Wisconsin’s old Ethics Board was known for its party-line votes on enforcement of campaign laws. There were those who imagined replacing it with a bureaucracy made up of judges and an acronym (GAB) that implies inconsequential talk would represent improvement. Guess again.
Recent weeks have seen the Government Accountability Board taking positions that suggest it has its priorities on backwards.
In one instance, executive director (and Ethics Board holdover) Kevin Kennedy opined that the Defense Department was just wrong in denying Wisconsin a waiver of a requirement that ballots be delivered to military voters 45 days ahead of an election.

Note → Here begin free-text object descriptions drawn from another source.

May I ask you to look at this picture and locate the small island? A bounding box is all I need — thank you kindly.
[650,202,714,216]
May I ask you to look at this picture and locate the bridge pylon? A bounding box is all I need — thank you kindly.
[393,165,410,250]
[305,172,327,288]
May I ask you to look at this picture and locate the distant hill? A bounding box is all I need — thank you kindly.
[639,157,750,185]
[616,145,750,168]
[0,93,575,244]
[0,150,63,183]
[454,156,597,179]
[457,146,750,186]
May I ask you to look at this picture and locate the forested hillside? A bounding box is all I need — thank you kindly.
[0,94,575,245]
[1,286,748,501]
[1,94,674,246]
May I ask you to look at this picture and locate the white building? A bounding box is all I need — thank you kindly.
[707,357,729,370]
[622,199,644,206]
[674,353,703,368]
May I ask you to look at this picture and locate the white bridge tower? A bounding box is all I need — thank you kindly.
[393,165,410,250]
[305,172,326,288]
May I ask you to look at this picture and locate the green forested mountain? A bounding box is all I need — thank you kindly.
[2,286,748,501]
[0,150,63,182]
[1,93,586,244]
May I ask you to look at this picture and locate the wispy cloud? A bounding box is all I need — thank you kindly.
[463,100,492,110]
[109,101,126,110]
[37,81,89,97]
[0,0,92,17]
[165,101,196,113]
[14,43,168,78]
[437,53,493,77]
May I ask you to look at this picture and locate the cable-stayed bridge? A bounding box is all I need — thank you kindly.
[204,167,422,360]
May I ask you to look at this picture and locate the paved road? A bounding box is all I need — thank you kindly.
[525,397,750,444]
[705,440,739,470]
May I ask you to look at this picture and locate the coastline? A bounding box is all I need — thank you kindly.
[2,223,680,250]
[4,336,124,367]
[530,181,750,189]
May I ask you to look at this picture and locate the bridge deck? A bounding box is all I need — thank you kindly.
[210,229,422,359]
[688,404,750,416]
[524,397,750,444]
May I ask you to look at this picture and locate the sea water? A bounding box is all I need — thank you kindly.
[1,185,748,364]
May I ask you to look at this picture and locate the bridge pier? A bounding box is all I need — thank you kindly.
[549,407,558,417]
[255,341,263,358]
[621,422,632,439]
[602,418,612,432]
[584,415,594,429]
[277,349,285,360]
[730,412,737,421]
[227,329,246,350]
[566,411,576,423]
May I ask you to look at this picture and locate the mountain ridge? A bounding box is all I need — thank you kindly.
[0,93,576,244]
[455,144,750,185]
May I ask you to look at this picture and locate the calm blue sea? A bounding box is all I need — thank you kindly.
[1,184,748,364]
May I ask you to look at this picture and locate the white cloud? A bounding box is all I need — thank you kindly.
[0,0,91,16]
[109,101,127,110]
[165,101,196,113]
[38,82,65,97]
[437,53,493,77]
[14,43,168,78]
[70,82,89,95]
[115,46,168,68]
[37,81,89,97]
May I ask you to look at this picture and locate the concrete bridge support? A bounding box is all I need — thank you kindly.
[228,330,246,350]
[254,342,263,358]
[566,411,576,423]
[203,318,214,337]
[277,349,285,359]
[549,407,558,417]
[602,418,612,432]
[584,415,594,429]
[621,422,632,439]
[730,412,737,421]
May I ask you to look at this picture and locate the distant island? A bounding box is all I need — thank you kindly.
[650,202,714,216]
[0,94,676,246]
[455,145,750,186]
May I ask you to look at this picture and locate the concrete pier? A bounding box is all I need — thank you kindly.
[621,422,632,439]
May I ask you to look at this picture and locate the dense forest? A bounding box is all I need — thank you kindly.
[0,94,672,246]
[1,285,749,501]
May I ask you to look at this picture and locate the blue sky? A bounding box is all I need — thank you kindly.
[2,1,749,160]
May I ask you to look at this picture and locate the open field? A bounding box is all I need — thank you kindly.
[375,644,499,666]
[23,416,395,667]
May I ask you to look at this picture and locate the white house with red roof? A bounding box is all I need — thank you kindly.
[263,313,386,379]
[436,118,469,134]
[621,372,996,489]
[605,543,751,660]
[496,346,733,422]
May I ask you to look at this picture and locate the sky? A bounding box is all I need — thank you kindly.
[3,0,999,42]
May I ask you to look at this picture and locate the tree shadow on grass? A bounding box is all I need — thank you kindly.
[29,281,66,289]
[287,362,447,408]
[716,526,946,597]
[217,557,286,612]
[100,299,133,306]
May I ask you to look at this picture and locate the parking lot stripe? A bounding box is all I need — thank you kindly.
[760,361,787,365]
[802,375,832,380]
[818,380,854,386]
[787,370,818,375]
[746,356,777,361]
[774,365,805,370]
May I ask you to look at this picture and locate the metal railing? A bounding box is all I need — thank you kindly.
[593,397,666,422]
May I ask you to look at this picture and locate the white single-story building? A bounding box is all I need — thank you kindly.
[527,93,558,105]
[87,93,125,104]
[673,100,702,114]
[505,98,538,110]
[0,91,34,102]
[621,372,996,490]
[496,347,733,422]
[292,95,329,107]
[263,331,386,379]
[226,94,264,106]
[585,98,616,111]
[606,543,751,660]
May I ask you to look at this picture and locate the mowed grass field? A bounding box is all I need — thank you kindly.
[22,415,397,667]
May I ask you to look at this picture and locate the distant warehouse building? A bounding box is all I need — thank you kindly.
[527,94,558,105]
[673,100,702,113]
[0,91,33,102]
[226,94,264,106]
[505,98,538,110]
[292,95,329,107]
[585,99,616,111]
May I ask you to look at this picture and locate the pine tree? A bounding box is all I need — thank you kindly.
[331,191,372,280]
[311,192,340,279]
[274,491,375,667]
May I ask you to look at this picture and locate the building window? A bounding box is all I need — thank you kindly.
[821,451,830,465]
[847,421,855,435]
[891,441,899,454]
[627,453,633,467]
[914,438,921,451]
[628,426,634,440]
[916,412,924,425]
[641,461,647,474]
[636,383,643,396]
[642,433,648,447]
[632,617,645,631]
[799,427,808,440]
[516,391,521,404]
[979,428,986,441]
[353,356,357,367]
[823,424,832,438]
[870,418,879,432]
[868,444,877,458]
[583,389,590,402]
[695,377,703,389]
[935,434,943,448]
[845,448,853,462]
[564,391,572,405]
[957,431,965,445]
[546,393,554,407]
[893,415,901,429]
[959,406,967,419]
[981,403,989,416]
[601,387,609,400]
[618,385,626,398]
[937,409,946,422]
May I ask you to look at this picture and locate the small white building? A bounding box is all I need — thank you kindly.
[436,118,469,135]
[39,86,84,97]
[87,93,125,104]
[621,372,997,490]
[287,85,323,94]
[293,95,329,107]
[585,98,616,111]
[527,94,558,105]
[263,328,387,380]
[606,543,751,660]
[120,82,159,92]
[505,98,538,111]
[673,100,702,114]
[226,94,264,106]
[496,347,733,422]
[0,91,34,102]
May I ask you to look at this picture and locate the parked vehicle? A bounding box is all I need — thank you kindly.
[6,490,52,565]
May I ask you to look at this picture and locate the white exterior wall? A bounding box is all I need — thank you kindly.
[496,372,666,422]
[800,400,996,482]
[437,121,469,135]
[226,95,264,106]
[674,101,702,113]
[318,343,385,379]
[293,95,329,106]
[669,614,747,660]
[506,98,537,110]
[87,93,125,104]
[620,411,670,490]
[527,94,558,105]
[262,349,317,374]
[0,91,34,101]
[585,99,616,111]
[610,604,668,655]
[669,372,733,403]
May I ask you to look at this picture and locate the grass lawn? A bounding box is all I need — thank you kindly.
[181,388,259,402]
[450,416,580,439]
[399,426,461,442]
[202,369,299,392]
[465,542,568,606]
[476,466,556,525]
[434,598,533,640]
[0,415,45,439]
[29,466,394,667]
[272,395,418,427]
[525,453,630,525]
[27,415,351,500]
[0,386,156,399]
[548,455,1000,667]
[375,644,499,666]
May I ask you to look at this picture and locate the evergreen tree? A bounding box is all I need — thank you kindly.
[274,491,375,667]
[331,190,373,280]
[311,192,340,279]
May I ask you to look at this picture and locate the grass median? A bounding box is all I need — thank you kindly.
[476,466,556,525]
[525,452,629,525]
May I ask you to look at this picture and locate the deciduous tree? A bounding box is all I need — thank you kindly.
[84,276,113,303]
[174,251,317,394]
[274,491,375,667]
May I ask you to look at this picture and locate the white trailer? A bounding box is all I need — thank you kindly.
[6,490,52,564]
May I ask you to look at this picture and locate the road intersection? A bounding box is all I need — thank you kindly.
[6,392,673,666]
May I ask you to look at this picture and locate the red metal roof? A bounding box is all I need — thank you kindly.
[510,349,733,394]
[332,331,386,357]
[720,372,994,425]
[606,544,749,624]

The purpose is to improve the chances for armed forces personnel stationed overseas to get completed ballots returned in time to count. And there’s no doubt that Wisconsin is on a timeline compressed at both ends, with a late primary crowding an early general election date.
But we aren’t setting hot lead type to print ballots any more, and if election officials need to step up their pace of work for a couple of days so people who are encountering hot lead get to vote, we’re sure they’ll have a chance to rest up after November.
On the very same day the GAB was registering its objections to the military ballot deadline, it was being far more solicitous toward voters whose registrations have been called into question.
Early this year, a check of voter registrations against other state records turned up about 70,000 with mismatched data. Attempts to contact them and correct legitimate errors were evidently received but ignored by about 45,000 of the recipients.
Another 18,000 notifications came back to the GAB as undeliverable. Those people could—and should—be removed from the active voter lists if they don’t somehow clear up their data.
But the GAB says the other 45,000 shouldn’t be taken off the lists because mismatched data alone isn’t enough to disqualify a voter.
Given how fall-over-laughing easy it is to register at any Wisconsin polling place on Election Day, the word “disqualify” is very much in the eye of the beholder.
According to WisPolitics, a GAB spokeswoman said three-fourths of the mismatched registrants voted in the last two general elections and are therefore “active voters participating in the electoral process on a fairly regular basis.” This, she evidently regarded as reassuring.
What we’d consider reassuring would be just a smidge of curiosity on the part of our guardians of election law as to how many of these thousands should actually be voting.